1. Летом вся Мосягинская улица была усеяна мелкими грушами...

Летом вся Мосягинская улица была усеяна мелкими грушами и Юрков давил их, не пытаясь перешагнуть или отбросить ногой. Деревья выросли высокими, но кривыми. Наверно, из-за домов, расположенных очень близко и отбиравших свет. Весной 1942-го, как только освободили город, один местный житель, где-то раздобыв десятка два саженцев, высадил их вдоль тротуаров по чётной и нечётной стороне. Был памятен голод. Должно быть, этот человек пережил его особенно остро, поскольку решил: пусть деревья, случись что, кормят всех.

Теперь уж давно забылось, как его звали и где он жил, а от груш была только грязь. Юрков слышал, что из такой мелочи получается хорошее вино, однако плоды никто не собирал, не ел, они лежали, прели, привлекая ос и мух. Чей-то благой порыв теперь выходил боком. Дворник сметал падалку к обочине тротуара в кучи, грузил на тележку и вёз к мусорным контейнерам…
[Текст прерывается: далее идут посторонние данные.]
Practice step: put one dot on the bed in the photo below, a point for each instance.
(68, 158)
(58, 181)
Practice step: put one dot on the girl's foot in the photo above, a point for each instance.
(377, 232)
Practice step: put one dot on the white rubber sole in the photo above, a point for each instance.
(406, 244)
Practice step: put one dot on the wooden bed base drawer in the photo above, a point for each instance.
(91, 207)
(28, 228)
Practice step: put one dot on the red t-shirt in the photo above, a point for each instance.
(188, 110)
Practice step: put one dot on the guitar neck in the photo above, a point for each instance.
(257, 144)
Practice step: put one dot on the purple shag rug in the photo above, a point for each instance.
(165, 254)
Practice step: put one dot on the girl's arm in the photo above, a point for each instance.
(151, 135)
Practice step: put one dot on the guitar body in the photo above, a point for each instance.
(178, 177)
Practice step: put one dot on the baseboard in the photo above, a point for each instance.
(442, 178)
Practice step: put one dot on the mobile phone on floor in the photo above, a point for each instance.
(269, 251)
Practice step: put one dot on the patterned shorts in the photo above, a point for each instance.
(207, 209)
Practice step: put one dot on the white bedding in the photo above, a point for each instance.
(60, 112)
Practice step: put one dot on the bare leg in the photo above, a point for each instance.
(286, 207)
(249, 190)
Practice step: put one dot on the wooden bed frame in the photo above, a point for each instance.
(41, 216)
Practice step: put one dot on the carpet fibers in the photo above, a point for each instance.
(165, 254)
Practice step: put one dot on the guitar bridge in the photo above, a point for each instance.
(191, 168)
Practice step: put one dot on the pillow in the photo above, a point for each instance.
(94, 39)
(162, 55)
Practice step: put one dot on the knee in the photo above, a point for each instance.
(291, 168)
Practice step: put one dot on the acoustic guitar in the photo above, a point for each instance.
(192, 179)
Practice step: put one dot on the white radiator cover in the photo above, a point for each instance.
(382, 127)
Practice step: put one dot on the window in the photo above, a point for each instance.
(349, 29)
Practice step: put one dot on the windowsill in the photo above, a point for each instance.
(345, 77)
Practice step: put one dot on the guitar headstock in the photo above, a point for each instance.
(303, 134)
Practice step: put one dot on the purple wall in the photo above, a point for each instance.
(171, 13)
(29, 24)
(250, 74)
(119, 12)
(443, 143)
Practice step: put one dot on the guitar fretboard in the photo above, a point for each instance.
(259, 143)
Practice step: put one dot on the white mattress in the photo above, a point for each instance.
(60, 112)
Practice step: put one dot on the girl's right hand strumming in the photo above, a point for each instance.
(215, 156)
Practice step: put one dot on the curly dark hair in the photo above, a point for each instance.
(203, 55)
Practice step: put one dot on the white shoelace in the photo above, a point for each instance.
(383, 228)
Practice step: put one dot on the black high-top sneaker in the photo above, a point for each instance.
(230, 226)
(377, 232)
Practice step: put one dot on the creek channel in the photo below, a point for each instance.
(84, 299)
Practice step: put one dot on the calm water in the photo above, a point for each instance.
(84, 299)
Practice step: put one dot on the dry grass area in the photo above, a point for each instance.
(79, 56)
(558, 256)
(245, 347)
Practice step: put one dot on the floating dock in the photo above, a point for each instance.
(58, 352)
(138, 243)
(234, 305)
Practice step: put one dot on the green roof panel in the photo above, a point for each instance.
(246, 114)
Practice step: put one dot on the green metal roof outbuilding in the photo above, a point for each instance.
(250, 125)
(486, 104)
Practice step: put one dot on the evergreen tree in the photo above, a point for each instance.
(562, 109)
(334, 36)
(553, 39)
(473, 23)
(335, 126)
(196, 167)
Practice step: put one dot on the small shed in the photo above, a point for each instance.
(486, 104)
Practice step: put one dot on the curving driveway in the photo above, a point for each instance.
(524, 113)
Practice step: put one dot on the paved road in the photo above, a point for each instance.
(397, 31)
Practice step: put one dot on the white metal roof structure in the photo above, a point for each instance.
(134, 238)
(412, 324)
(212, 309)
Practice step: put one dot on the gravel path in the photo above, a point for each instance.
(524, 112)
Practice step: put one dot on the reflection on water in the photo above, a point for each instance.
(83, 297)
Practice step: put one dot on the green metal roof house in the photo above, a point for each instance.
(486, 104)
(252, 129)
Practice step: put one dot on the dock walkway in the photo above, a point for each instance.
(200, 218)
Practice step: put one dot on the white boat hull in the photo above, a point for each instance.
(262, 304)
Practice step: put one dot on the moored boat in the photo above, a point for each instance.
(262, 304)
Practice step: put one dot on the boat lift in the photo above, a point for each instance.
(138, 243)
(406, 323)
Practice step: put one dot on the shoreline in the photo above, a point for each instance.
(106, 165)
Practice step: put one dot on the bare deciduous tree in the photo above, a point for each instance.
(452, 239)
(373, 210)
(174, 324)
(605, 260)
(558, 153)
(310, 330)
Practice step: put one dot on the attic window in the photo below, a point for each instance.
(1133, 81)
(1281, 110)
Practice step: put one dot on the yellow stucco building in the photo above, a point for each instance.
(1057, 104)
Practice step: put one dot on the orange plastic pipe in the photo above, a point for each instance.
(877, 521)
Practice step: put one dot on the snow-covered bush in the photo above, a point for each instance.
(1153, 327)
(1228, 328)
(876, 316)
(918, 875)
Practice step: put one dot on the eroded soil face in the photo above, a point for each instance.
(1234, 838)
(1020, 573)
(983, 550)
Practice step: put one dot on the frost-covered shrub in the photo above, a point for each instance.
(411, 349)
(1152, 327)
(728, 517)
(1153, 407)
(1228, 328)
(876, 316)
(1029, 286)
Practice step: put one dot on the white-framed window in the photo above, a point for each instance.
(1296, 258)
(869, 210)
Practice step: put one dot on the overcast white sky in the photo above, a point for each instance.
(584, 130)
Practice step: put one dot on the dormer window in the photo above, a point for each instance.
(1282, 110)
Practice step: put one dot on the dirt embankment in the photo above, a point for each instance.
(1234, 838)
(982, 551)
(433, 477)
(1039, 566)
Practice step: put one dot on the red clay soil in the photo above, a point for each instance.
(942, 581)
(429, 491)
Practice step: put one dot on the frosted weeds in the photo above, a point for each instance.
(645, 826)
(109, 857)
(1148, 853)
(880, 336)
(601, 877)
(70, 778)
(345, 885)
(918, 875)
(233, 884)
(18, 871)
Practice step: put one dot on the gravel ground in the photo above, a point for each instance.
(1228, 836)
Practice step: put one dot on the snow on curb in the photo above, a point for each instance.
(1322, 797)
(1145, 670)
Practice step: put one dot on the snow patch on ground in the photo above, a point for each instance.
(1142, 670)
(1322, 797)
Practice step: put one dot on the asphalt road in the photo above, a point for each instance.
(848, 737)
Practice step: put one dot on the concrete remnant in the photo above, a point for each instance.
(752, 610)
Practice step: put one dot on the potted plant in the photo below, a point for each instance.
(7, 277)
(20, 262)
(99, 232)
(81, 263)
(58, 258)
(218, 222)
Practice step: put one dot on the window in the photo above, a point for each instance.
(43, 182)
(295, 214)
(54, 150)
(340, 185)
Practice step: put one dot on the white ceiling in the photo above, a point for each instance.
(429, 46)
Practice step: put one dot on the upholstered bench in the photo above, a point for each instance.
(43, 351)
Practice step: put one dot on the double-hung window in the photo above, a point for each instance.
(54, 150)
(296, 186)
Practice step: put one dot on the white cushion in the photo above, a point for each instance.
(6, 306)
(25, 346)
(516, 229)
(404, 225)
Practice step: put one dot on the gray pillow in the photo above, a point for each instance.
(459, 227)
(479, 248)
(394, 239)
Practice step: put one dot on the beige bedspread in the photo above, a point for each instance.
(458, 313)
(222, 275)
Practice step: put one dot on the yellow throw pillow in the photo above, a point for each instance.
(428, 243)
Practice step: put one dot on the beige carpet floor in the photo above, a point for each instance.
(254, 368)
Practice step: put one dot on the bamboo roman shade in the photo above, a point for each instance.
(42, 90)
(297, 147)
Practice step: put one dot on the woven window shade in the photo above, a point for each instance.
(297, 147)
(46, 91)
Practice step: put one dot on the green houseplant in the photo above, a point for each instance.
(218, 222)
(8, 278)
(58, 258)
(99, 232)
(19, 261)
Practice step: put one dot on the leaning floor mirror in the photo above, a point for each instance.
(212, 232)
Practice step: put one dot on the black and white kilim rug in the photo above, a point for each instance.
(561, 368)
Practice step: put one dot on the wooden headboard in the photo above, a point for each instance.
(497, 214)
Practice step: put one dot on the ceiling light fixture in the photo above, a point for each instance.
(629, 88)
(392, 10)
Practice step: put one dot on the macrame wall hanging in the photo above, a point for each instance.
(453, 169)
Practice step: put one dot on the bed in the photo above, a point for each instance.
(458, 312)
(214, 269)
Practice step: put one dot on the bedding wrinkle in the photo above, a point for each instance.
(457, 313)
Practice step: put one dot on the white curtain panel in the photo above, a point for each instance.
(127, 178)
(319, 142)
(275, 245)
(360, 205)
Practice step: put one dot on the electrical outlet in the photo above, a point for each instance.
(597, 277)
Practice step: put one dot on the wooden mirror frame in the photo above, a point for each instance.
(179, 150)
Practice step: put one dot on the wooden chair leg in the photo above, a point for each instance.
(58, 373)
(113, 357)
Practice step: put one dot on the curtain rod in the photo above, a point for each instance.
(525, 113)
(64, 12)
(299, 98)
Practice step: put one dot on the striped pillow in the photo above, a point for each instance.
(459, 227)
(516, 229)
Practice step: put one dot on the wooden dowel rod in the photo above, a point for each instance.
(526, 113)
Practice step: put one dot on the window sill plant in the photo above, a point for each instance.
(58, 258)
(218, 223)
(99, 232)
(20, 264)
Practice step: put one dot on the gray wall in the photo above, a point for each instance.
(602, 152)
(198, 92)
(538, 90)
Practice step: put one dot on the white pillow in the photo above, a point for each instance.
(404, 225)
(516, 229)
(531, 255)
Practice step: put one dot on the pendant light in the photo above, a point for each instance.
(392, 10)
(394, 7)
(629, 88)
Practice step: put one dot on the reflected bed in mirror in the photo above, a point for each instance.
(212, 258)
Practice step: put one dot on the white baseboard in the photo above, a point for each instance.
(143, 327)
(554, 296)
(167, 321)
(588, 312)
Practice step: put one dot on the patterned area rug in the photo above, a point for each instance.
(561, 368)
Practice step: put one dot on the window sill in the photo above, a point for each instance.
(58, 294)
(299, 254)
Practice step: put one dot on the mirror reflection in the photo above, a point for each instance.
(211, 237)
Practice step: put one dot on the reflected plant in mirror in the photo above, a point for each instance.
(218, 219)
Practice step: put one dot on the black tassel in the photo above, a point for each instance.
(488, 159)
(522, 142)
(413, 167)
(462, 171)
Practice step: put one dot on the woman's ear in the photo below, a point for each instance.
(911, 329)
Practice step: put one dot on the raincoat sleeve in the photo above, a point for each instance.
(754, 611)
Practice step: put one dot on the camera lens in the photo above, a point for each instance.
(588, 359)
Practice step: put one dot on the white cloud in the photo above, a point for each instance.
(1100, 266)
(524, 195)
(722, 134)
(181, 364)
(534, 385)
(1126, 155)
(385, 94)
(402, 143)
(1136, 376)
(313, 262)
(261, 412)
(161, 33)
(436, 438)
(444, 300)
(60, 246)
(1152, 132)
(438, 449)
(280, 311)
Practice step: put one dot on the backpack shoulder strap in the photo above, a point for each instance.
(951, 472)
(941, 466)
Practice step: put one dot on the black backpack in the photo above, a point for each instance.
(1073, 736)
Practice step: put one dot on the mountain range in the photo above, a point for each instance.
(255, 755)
Василий Юрков все свои пятьдесят «с хвостиком» лет прожил в конце Мосягинской. Название ей дала фамилия купца, выстроившего здесь двухэтажный особняк по типовому проекту начала XIX века. Район находился относительно недалеко от центра города. Когда-то все улицы здесь были названы именами народовольцев. Потом, в самом начале 1990-х, им вернули дореволюционные названия. Так улица Кибальчича стала снова Мосягинской, короткая Лаврова превратилась в Титов переулок – тоже по фамилии забытого купца, Желябова стала Огородной, Софьи Перовской наречена была Знаменской, поскольку на ней стоял храм. Он был с полуколоннами вдоль фасадов, капители распускались под крышей лепестками, как каменные георгины, а над каждым окном располагалось вверху ещё одно, круглое. В советские годы колокольню и купола снесли, устроили в церкви кинотеатр. Он обрёл имя вожака восставших итальянских рабов, «Спартак», и закрылся в конце девяностых, когда здание возвратили епархии. Память о Каляеве стёрли особым образом, приписав расположенные здесь дома к разным соседним улицам. Он был эсером, не народовольцем, но удачно бросил в 1905-м бомбу в карету великого князя Сергея Александровича, которого разорвало на части. Городская газета писала, что давать имена террористов улицам безнравственно. Не так далеко располагался ещё один район, где в названиях были увековечены декабристы. Здесь всё осталось по-прежнему. Власть спохватилась: возврат к нравственности дорого обходится бюджету. Помимо замены указателей на домах нужно, чтобы все жители меняли паспорта. Там не может оставаться старый адрес. Ажиотаж стих, на декабристов не посягнули.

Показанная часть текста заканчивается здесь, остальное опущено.